Friday, November 18, 2016

Fibrates for patients without established cardiovascular disease

Cochrane: What are the benefits and harms of using fibrate treatment compared to placebo or usual care for preventing cardiovascular disease in people at increased risk of developing cardiovascular disease? Cardiovascular disease is the most common cause of death, illness, disability, and reduced quality of life in industrialised countries. One of the major risk factors for cardiovascular disease is elevated low-density lipoprotein cholesterol (LDL-C, 'bad' cholesterol). In addition, persons with elevated serum triglycerides and low levels of high-density lipoprotein cholesterol (HDL-C, 'good' cholesterol) are also at increased risk for cardiovascular disease events such as heart attacks or strokes. Fibrates lower serum triglycerides, modestly raise HDL-C, and modestly lower LDL-C.

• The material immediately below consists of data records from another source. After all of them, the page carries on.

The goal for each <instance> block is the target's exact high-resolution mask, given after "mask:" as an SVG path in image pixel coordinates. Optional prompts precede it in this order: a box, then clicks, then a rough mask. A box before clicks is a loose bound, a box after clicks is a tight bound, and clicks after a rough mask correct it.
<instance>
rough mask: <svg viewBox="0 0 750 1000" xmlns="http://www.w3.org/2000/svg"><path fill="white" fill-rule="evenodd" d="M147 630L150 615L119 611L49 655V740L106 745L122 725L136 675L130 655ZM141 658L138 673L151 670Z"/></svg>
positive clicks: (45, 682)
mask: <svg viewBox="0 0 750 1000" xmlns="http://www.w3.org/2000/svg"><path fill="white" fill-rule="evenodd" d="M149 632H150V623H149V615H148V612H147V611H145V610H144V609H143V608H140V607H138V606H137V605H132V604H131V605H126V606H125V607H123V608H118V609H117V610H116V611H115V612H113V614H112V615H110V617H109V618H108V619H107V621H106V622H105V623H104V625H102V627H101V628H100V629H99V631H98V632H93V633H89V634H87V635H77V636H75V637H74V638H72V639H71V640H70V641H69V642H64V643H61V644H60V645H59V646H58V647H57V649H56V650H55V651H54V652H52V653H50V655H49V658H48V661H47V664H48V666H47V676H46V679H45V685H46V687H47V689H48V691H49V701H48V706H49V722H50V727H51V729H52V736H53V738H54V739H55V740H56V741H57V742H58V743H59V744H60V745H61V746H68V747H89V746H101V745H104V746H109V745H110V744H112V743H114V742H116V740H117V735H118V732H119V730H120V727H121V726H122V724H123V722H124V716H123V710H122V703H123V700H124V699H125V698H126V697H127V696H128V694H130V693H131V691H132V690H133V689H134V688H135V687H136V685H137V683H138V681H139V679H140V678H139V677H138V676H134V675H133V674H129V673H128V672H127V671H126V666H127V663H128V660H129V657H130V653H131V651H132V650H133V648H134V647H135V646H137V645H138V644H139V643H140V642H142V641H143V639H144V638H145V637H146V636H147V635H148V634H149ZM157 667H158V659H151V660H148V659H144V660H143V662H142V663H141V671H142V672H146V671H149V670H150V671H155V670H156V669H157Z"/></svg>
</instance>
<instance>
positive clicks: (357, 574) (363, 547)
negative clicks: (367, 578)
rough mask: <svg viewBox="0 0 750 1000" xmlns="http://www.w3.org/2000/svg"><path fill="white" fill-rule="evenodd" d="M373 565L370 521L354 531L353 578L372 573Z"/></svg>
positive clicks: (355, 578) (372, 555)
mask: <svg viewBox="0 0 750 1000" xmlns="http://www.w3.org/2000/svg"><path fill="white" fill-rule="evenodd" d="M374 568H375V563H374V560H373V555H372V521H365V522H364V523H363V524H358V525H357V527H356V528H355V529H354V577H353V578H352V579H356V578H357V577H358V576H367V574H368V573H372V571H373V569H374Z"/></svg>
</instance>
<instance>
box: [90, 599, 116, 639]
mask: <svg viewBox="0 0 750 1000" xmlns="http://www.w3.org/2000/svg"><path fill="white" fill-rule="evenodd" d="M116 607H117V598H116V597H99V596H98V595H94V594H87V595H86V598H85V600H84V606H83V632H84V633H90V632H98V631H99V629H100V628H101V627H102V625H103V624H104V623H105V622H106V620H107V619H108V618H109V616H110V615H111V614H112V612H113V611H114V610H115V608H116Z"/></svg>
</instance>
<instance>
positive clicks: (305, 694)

Therefore, long-term therapy with fibrates may help prevent cardiovascular disease events, in particular in combination with statins, for which it has been shown that they substantially lower LDL-C and reduce the risk of heart attack, stroke, and overall mortality.
Study characteristics
The evidence is current to May 2016. We identified six eligible primary prevention trials including 16,135 individuals without established cardiovascular disease that compared fibrate therapy with placebo or usual care. The mean age of the trial populations varied between 47.3 and 62.3 years; the majority of included individuals had diabetes mellitus type 2. The mean treatment duration and follow-up of participants across trials was 4.8 years.
Key results and quality of the evidence
Moderate-quality evidence suggests a risk reduction of 16% with fibrate therapy for the combined outcome of death due to cardiovascular disease, heart attack, or stroke. In absolute terms, the risk for this combined outcome in patients with cardiovascular risk factors but without established cardiovascular disease was on average reduced from 5.0% to 4.3% over five years. Moderate-quality evidence also suggests a risk reduction for fatal and non-fatal heart attacks with fibrates, but there is low-quality evidence for no risk reduction for overall mortality or death from non-CVD with fibrates. Very-low quality evidence suggests that there is no increased risk for adverse effects with fibrate treatment. The reporting of adverse effects by identified trials was very limited. Data on quality of life were not available from any included study. Trials that evaluated fibrates in the background of statin treatment showed no benefits in preventing cardiovascular events.
Authors' conclusions: 
Moderate-quality evidence suggests that fibrates lower the risk for cardiovascular and coronary events in primary prevention, but the absolute treatment effects in the primary prevention setting are modest (absolute risk reductions < 1%). There is low-quality evidence that fibrates have no effect on overall or non-CVD mortality. Very low-quality evidence suggests that fibrates are not associated with increased risk for adverse effects.